Malkoçoğlu, görevden alınıp yerine Battal Gazi’nin getirilmesini içine sindiremez ve kaydettiği güvercin pusulalarını padişaha verir. Bunun üzerine İbrahim Paşa da dahil, tüm paşalar Ötükenekon soruşturması için Yedikule’ye kapatılır...
Hürrem, Prenses İsabel’e olan kıskançlığından çatlamak üzeredir. Haremde, ortaya laf atıp “İsabel az yesin, giderek Yasemin Yalçın’a benziyor’’ der. Mahidevran “Sen kendine bak, azıcık daha gıdı yapsan aynı Demirel’sin’’ der. Hürrem çok sinirlenir ve öfkesini yatıştırmak için haremi iki su yıkar...
Sultan Süleyman, Edirne’den dönmüştür.

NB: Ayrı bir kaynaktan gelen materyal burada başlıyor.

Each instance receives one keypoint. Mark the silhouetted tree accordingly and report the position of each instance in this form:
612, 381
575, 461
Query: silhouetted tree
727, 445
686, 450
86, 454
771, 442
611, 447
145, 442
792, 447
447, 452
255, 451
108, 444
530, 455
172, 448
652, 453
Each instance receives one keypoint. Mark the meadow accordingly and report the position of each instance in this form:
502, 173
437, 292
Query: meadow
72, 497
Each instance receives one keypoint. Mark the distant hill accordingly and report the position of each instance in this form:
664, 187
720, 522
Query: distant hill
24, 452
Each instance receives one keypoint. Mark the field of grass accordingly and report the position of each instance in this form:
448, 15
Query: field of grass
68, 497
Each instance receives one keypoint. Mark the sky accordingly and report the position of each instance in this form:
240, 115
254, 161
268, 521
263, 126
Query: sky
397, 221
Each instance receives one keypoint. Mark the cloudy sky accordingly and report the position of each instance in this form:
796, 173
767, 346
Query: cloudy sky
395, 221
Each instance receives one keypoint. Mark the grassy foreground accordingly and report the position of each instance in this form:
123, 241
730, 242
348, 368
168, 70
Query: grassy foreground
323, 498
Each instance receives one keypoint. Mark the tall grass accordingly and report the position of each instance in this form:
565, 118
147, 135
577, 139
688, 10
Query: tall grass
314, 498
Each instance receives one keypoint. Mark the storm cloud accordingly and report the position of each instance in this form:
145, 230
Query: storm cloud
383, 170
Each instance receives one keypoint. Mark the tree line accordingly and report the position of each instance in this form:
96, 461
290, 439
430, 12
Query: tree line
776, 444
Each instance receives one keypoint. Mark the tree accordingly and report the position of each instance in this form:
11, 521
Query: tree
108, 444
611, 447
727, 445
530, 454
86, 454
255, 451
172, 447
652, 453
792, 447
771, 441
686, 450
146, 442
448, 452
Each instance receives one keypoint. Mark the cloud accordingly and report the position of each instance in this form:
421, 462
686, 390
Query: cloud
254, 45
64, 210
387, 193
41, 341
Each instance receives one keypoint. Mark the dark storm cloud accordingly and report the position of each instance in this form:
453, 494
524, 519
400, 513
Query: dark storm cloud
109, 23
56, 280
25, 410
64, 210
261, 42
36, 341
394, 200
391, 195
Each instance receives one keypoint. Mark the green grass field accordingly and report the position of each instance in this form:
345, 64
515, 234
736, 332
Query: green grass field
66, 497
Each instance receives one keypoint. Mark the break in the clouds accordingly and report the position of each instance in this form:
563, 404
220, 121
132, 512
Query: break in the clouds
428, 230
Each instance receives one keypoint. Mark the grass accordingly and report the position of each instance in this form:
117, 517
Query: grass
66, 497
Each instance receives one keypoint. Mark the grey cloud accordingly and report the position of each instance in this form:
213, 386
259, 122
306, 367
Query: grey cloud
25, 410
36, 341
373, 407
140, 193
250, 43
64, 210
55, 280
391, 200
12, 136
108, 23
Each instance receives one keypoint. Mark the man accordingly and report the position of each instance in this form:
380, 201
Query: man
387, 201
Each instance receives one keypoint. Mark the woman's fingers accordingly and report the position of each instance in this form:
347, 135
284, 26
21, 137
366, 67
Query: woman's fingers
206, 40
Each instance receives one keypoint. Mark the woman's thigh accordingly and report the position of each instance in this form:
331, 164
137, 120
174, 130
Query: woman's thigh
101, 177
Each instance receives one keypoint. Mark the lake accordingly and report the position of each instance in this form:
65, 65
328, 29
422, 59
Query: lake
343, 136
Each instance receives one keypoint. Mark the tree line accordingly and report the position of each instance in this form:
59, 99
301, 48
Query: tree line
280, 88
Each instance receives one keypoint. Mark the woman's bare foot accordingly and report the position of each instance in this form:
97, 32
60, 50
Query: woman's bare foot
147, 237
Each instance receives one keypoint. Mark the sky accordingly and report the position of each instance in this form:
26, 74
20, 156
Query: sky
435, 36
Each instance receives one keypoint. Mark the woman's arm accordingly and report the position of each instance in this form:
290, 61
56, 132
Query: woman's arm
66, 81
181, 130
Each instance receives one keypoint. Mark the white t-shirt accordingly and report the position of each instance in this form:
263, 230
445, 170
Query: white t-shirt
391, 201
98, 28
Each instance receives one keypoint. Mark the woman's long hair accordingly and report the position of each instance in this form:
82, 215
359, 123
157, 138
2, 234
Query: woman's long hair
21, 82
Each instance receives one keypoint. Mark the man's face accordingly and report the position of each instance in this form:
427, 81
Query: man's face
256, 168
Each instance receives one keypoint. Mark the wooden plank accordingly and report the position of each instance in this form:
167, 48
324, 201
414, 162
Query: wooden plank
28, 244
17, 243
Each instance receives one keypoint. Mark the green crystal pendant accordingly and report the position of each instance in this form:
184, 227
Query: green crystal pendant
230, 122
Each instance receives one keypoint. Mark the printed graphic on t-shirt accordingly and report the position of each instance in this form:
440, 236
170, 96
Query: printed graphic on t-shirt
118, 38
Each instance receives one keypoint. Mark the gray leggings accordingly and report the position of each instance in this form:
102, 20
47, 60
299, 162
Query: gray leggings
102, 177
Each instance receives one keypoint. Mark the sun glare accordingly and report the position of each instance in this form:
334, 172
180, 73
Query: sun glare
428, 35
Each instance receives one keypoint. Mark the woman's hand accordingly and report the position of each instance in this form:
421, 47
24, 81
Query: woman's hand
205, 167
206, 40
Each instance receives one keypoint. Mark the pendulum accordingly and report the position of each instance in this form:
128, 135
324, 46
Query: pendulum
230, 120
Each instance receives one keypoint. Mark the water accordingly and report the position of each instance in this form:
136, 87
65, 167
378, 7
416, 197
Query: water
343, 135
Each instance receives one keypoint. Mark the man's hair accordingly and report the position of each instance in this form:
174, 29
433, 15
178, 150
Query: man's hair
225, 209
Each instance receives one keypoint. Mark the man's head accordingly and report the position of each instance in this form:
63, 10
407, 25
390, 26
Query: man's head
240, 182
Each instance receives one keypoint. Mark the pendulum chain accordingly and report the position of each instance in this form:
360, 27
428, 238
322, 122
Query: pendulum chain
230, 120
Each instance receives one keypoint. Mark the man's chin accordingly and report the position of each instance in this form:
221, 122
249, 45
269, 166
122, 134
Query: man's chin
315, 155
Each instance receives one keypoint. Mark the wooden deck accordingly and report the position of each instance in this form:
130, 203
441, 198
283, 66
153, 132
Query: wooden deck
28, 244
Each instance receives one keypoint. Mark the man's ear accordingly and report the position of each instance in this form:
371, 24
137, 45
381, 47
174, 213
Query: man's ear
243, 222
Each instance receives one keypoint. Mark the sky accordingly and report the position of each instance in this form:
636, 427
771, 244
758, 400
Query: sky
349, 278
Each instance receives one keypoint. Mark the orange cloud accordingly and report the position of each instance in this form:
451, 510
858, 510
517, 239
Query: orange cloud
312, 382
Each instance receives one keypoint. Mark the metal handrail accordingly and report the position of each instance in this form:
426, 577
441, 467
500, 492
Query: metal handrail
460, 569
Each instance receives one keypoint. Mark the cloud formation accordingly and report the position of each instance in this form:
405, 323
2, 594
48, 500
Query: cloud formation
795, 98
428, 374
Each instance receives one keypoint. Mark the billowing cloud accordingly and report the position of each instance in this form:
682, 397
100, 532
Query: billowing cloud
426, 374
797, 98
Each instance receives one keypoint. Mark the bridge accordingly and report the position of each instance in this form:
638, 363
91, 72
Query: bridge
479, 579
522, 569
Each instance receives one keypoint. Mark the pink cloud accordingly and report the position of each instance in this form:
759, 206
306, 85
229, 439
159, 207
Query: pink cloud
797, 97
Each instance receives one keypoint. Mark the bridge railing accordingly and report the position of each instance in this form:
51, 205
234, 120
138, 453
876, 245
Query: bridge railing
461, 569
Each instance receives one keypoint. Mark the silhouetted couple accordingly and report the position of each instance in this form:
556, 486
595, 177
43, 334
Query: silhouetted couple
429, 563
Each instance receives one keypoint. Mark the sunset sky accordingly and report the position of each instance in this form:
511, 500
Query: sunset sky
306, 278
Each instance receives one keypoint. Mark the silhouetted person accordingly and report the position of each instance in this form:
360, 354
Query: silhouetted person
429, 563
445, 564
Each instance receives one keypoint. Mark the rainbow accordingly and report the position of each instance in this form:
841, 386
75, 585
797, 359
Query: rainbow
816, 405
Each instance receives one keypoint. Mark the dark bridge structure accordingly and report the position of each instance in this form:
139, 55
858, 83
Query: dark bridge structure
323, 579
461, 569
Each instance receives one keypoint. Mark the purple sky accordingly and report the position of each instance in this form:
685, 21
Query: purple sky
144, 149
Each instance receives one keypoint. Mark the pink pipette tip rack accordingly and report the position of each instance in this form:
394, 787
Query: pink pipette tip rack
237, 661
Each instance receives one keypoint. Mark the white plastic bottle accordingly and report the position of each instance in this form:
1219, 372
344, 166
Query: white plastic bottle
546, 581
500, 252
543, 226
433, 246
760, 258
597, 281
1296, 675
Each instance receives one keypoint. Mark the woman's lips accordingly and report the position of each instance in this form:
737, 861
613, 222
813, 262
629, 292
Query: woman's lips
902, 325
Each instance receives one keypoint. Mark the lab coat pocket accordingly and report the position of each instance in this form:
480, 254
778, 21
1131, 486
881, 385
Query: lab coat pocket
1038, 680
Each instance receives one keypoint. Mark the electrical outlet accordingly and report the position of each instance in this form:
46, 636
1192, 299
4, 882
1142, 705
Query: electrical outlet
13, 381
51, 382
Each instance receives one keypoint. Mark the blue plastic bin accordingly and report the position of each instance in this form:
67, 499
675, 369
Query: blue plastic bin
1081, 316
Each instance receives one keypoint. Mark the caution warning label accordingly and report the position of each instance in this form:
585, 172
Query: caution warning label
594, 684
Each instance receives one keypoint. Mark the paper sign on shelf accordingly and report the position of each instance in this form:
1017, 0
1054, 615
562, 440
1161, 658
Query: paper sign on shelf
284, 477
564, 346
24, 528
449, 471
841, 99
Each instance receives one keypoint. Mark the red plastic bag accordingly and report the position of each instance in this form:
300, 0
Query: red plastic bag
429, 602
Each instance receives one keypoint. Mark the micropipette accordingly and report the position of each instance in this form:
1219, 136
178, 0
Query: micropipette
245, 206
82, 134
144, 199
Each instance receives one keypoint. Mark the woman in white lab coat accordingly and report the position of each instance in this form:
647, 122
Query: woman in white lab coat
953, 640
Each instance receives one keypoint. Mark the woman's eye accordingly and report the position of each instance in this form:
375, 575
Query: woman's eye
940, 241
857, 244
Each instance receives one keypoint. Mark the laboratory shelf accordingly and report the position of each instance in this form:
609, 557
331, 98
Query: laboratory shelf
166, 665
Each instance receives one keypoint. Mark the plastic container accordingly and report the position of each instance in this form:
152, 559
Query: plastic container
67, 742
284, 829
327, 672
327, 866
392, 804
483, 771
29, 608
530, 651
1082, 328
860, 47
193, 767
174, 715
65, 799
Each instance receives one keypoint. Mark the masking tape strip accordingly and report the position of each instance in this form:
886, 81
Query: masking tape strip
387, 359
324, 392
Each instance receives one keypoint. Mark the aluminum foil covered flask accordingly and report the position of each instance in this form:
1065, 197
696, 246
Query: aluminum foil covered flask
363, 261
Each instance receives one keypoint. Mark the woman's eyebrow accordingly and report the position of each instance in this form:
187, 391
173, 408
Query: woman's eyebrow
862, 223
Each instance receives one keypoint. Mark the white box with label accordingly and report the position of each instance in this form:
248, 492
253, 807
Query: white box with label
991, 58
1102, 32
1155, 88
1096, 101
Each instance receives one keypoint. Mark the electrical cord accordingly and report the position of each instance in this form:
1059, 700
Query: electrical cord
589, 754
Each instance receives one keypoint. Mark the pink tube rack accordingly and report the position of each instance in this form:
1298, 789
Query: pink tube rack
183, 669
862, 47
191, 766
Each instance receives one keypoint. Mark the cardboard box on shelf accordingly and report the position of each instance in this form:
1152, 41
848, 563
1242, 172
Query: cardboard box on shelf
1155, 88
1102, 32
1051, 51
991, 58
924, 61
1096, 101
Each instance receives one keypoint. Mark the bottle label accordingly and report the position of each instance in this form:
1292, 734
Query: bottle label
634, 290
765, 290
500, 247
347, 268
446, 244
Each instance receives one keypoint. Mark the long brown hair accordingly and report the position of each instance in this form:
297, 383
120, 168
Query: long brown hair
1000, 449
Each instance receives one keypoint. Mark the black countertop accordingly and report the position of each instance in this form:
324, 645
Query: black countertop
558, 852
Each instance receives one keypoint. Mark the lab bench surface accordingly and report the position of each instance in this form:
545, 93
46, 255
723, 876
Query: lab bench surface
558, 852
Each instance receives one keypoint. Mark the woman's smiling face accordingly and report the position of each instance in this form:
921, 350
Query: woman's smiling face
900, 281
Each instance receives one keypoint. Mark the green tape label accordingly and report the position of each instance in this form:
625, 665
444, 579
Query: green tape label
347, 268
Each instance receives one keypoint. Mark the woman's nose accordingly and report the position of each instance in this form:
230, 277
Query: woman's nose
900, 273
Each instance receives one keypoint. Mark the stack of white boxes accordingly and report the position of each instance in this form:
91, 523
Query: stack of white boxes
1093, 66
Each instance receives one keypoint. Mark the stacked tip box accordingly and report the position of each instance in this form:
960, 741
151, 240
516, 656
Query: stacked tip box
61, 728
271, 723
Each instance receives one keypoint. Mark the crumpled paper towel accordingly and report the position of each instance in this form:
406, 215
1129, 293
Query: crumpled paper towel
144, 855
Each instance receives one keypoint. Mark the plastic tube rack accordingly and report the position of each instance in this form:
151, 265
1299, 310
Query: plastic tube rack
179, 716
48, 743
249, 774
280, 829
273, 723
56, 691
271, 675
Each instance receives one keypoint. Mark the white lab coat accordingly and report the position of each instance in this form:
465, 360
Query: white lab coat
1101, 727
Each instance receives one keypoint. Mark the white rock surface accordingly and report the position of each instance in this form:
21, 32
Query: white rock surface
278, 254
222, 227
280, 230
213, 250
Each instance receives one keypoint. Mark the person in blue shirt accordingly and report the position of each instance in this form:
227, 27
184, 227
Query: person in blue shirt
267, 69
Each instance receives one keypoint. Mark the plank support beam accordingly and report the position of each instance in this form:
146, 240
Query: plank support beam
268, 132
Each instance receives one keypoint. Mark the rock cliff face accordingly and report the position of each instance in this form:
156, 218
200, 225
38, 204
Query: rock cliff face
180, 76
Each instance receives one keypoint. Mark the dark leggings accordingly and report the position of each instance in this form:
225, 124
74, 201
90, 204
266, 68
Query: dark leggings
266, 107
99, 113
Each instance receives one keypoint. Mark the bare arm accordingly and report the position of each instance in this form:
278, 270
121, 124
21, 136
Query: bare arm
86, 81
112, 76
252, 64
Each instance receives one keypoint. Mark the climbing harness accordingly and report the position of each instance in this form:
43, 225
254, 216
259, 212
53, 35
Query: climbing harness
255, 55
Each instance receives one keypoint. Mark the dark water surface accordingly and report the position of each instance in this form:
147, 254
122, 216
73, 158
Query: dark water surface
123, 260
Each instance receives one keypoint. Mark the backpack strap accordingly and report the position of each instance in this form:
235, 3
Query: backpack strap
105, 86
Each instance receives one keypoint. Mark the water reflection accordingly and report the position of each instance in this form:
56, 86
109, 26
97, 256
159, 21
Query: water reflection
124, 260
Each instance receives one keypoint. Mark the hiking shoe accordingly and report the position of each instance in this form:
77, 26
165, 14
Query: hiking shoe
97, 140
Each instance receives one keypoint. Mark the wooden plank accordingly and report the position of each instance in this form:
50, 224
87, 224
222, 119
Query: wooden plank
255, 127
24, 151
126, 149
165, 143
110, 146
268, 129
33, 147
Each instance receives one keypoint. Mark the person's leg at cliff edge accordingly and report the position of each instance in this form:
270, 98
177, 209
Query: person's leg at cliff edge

Yolda hep düşünmüş, kanun hükmünde lakin kanun olmayan bir şey icat etmek için kafa yormuş ve nihayet kararnameyi bulmuştur. Keşfini saray personeliyle paylaşır. Sümbül Ağa “Sultanım, ileride Kanuni diye anılmak varken, ne lüzumu var kararnamenin murarnamenin’’ der. Padişah, Sümbül’e “Özünde gıcık adamsın amma şimdi doğru söylersin’’ der...
Bu arada İbrahim Paşa’nın heykelleri canlanmış, yetmezmiş gibi isyan çıkarmışlardır!..
(Devamı haftaya...)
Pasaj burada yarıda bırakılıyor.